I would like to scraping Google Translate with NodeJS and cheerio library:

request("http://translate.google.de/#de/en/hallo%20welt", function(err, resp, body) {
    if(err) throw err;

    $ = cheerio.load(body);
    console.log($('#result_box').find('span').length);    
}

But he can't find the necessary span-elements from translation box (result_box). In source code of the website it looks like this:

<span id="result_box">
    <span class="hps">hello</span>
    <span class="hps">world</span>
</span>

So I think I could wait 5-10 seconds til Google has created all span-elements, but no.. seems to be that isn't..

setTimeout(function() {
        $ = cheerio.load(body);
        console.log($('#result_box').find('span').length);    
    }, 15000);

Could you help me, please? :)


Solution:

Instead of cheerio I use http.get:

http.get(
  this.prepareURL("http://translate.google.de/translate_a/t?client=t&sl=de&tl=en&hl=de&ie=UTF-8&oe=UTF-8&oc=2&otf=1&ssel=5&tsel=5&pc=1&q=Hallo", 
  function(result) {
    result.setEncoding('utf8');
    result.on("data", function(chunk) {
        console.log(chunk); 
    });
}));

So I get a result string with translation. The used url is the request to server.

回答1:

I know you've already resolved this, but i think the reason why your code didn't work was because you should have written [...].find("span.hps").[...]

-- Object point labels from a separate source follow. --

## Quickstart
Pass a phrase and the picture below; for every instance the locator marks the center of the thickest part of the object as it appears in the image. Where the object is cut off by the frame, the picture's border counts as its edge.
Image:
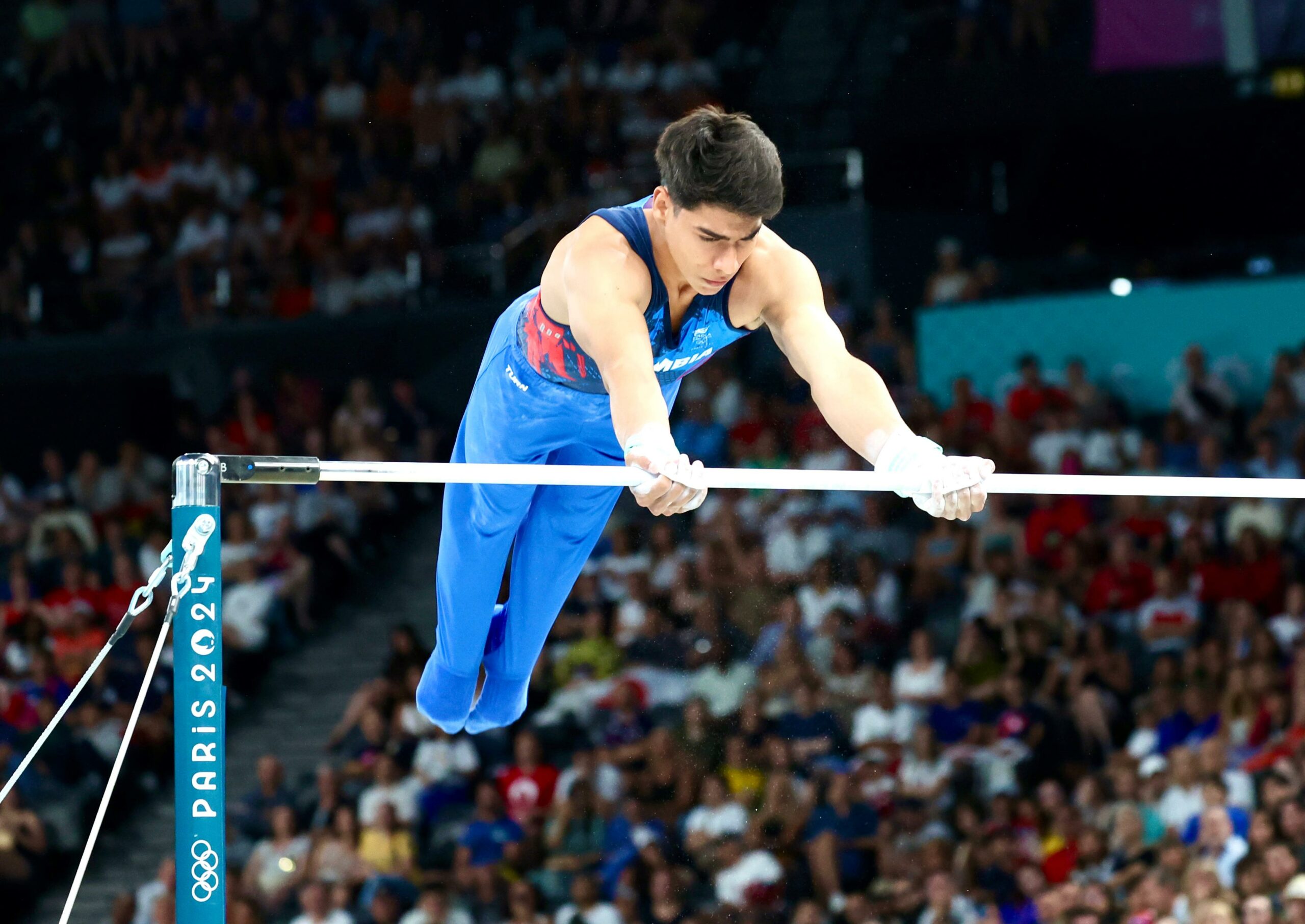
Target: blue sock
(444, 697)
(502, 702)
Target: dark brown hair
(712, 157)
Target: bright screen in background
(1149, 34)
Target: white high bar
(804, 480)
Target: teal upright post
(199, 699)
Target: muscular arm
(849, 393)
(607, 322)
(852, 397)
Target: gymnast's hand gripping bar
(310, 470)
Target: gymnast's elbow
(841, 376)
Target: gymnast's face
(708, 243)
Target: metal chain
(192, 547)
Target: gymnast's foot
(446, 697)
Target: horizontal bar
(269, 469)
(805, 480)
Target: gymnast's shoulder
(774, 276)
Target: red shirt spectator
(528, 786)
(969, 414)
(248, 423)
(1033, 394)
(1052, 524)
(76, 597)
(1124, 583)
(79, 640)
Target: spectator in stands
(950, 280)
(278, 864)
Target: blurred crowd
(183, 162)
(79, 538)
(833, 709)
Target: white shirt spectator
(333, 916)
(145, 899)
(722, 690)
(717, 823)
(344, 102)
(1241, 788)
(875, 723)
(236, 183)
(124, 247)
(114, 192)
(446, 760)
(1178, 806)
(246, 608)
(1183, 610)
(1286, 629)
(793, 550)
(483, 85)
(314, 507)
(962, 913)
(402, 795)
(1262, 516)
(1184, 399)
(453, 916)
(612, 571)
(1111, 452)
(380, 283)
(1050, 447)
(374, 224)
(197, 174)
(599, 913)
(267, 517)
(817, 604)
(606, 782)
(1226, 864)
(911, 684)
(199, 234)
(917, 774)
(760, 867)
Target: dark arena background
(1068, 234)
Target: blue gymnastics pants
(513, 415)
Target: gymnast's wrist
(653, 441)
(903, 451)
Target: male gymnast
(584, 369)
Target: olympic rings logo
(204, 871)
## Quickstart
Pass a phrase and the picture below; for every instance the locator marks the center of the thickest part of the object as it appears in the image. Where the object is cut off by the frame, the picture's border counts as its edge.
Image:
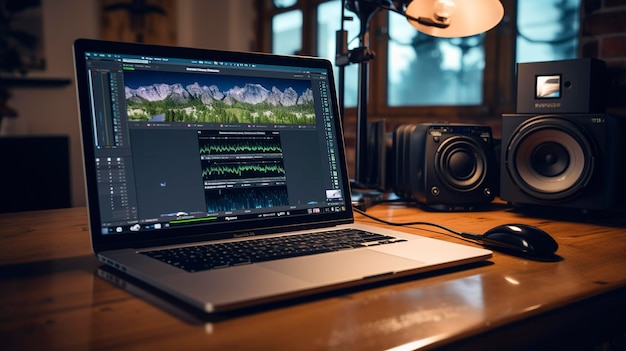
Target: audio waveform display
(246, 198)
(221, 146)
(259, 169)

Or at least for me it worked always only with the class identifier, when present.



回答2:

The reason that you can't use cheerio in node to scrap google translation that google is not rendering the translation page at google side! They reply with a script to your request then the script make an api request that includes your string. Then the script at the user side run again and build the content you see and that's what not happen in cheerio!

So you need to do a request to the api but it's google and they can detect scrapping so they will block you after a few attempts!

You still can fake a user behavior but it'll take long time and they may block you at any time!